The former Obama offi­cials who now lead the intel­li­gence agen­cies seem to have forgot­ten the lesson of the NSA illegal spying fiasco: Public trust is neces­sary for intel­li­gence agen­cies to oper­ate effect­ively. That trust took an enorm­ous hit after the Snowden disclos­ures, and intel­li­gence agen­cies spent years trying to build it back through increased trans­par­ency. But if intel­li­gence lead­ers continue to with­hold any and all inform­a­tion about a bulk collec­tion program that sweeps in Amer­ic­ans’ data, they will lose whatever ground they gained — and they will be doing so by choice.

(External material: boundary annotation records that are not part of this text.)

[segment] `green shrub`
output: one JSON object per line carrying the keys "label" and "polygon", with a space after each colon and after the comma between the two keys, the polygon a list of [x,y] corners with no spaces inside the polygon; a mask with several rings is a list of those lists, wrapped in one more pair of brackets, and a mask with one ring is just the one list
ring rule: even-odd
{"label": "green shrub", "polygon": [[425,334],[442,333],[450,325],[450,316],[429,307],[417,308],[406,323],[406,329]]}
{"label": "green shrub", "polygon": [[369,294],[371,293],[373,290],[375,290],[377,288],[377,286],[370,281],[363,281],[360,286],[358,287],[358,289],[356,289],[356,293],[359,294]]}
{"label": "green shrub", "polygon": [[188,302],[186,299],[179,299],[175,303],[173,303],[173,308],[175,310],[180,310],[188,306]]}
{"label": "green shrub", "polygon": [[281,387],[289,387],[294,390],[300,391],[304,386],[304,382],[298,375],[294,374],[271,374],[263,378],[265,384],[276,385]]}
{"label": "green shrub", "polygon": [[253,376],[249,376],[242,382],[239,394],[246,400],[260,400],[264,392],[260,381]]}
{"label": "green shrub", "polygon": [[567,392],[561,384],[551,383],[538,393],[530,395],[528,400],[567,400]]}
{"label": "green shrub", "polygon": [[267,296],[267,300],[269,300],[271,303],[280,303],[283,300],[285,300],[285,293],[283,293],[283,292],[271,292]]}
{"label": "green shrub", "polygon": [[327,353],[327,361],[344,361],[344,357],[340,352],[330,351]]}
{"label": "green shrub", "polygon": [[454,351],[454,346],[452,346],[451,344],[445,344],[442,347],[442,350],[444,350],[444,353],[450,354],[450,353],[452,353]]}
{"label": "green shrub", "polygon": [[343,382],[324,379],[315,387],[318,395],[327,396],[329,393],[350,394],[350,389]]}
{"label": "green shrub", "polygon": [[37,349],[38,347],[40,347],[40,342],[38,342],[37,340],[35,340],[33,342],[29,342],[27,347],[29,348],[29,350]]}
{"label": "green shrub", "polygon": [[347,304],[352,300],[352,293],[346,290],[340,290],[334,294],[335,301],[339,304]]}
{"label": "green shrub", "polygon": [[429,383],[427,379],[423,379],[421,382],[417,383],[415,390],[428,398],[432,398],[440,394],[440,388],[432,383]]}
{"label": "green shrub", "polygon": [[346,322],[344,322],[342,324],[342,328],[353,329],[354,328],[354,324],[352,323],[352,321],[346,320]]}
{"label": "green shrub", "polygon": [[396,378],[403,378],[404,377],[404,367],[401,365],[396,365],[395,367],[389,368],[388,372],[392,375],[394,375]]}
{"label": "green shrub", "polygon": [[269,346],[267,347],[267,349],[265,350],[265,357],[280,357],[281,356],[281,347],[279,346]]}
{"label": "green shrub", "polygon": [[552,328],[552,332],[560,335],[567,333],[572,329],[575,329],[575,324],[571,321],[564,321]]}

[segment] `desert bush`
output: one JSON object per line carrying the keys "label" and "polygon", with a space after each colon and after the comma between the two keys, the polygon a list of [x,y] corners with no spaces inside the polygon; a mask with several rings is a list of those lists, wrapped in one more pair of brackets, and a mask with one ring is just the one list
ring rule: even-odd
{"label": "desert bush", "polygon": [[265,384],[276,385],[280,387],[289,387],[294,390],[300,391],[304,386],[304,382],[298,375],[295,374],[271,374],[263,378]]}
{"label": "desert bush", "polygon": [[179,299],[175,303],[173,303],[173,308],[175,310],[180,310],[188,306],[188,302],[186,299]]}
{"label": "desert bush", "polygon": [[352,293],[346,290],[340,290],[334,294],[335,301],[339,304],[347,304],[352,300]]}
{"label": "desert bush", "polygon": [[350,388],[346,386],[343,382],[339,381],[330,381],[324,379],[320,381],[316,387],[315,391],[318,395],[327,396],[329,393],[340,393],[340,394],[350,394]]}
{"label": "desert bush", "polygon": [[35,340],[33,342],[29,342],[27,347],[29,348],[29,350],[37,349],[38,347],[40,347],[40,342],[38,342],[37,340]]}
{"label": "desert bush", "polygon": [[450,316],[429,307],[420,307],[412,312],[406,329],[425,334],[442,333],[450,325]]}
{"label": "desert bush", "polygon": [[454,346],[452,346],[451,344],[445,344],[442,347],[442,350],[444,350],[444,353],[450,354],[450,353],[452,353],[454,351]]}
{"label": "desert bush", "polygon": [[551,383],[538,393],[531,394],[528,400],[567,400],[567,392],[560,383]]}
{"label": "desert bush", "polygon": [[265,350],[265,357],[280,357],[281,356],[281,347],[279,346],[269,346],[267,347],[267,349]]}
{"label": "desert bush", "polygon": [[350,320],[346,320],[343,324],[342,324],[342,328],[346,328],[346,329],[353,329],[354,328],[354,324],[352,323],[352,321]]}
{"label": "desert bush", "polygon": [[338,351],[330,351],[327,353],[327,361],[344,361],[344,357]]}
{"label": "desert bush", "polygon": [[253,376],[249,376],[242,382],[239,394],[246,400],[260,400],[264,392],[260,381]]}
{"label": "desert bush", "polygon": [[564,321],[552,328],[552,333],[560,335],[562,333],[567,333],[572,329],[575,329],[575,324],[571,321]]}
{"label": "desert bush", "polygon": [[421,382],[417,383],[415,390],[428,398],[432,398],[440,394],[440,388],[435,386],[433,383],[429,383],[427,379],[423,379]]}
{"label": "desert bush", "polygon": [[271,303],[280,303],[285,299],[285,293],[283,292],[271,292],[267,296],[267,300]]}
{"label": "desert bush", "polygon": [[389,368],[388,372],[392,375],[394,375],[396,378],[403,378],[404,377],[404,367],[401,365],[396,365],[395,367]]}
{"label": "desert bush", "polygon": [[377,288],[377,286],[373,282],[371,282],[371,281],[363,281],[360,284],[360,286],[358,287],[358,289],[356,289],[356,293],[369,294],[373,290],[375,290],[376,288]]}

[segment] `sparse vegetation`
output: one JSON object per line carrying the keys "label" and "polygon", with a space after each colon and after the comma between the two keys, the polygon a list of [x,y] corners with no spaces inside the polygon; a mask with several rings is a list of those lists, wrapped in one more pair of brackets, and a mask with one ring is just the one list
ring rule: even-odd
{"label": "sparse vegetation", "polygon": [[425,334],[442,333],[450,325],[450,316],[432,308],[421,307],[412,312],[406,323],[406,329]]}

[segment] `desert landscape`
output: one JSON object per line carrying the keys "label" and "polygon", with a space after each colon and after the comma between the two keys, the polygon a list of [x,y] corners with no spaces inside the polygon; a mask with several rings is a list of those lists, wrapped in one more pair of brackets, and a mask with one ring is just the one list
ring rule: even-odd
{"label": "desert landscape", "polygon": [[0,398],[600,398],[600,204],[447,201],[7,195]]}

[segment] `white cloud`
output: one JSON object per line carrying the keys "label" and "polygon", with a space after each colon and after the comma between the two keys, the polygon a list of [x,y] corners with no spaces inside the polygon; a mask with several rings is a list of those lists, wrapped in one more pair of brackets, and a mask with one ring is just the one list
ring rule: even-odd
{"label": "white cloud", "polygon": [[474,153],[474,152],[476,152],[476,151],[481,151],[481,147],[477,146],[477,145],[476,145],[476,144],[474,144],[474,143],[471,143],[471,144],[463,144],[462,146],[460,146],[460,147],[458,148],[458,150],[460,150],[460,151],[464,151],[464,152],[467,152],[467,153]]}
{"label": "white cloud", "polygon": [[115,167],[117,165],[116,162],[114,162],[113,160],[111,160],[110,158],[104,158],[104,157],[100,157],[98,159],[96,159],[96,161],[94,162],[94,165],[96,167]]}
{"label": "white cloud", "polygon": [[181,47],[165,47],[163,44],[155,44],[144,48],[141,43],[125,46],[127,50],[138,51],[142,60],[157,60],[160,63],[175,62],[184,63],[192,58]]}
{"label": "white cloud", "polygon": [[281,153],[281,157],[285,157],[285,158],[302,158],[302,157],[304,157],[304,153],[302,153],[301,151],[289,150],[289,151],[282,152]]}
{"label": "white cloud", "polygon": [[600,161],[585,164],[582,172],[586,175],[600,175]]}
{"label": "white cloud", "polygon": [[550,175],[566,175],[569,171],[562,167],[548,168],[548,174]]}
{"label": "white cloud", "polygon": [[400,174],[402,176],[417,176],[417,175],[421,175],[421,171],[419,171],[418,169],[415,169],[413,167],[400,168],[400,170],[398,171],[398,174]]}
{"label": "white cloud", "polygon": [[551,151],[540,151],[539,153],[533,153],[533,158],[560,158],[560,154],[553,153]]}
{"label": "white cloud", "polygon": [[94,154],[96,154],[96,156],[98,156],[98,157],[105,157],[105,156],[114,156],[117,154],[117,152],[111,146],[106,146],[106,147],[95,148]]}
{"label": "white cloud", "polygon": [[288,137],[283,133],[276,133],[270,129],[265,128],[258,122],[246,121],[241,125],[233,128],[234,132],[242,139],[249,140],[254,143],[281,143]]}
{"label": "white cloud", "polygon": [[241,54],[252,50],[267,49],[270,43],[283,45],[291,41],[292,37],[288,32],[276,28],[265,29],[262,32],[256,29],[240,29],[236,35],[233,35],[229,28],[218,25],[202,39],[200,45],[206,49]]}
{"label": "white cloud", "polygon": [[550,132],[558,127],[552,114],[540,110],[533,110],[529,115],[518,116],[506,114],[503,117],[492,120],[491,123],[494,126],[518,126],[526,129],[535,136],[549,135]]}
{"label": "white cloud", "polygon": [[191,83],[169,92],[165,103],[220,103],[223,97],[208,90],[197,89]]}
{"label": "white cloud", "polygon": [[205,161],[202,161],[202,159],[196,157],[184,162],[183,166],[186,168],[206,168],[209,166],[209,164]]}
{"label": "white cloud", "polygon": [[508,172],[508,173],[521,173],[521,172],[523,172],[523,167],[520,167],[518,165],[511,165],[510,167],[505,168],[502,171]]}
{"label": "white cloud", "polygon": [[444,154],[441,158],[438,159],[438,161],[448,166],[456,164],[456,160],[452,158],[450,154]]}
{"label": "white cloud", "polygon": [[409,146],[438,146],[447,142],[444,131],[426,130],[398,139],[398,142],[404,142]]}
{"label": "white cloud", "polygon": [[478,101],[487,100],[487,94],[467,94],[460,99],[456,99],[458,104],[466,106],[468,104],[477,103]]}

As for Congress, it cannot continue to allow the exec­ut­ive branch to have free access to Amer­ic­ans’ most personal data based on outdated factual distinc­tions that have no relev­ance to the level of privacy intru­sion or risk of abuse. No surveil­lance that has a signi­fic­ant impact on Amer­ic­ans’ privacy should take place without stat­utory safe­guards or judi­cial over­sight. Surveil­lance scan­dals over the past decade have yiel­ded a long list of changes that Congress should make to FISA. In light of last week’s news, Congress must now add one more crit­ical reform to that list: legis­late limits on EO 12333 surveil­lance — includ­ing a ban on bulk collec­tion — and bring it under the over­sight of the Foreign Intel­li­gence Surveil­lance Court.